True, Obama was elected on a platform of change - "Yes We Can" - which tried to empower the American middle class. Did it mark a change in direction in America? For a while, with the reform of national health, it looked like it might. But it didn't last long. Barely two years, judging on the results of the last mid-term elections in America, where the Tea Party won on the improbable platform of "let's have a tax holiday for the rich and let's balance the budget! Out with Social Security!". Contradictory messages have never killed anybody, on the contrary. That's democracy in action. To close the door now on all this nonsense is probably next to impossible.
If you have any doubts, consider the "dead peasants" scandal. It is symptomatic of the disease affecting America. And exemplary. Do you know what "dead peasants" are? I didn't know until I watched Michael Moore's film. I was horrified. "Dead peasants" is the disparaging term used to refer to life insurance on a corporation's employees. The problem is that this life insurance is not owned by the employee but by the employer corporation, with benefits payable to the corporation. Moore interviewed a woman whose husband had died from cancer and whose employer benefited from a $1.5 million payment from the life insurer, while she, the widow with two children, got nothing. Yes, she got nothing, not even a small percentage of this sum! It's like taking life insurance on your neighbour's house: you would benefit if it burned down, therefore you'd be sorely tempted to become an arsonist, wouldn't you?

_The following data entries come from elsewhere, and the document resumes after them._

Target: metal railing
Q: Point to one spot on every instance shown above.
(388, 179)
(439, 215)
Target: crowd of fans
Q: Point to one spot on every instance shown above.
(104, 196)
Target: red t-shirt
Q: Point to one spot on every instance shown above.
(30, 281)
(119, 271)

You could argue that at first, such insurance policies did make some kind of sense: a corporation would take it out on "key employees" to protect itself in case of death, since such key employees are relatively difficult and costly to replace. The trouble is that the usage of such policies was expanded over the years and came to cover minor employees, particularly women, for whom such protection was hardly needed. Why women more than men? Because they live longer, so if they die young, the life insurance premium is much juicier...And the beauty of all this (I mean from a capitalist's point of view) is that the practice is entirely legal.
That's what happens if you don't regulate capitalism...Dead peasants galore!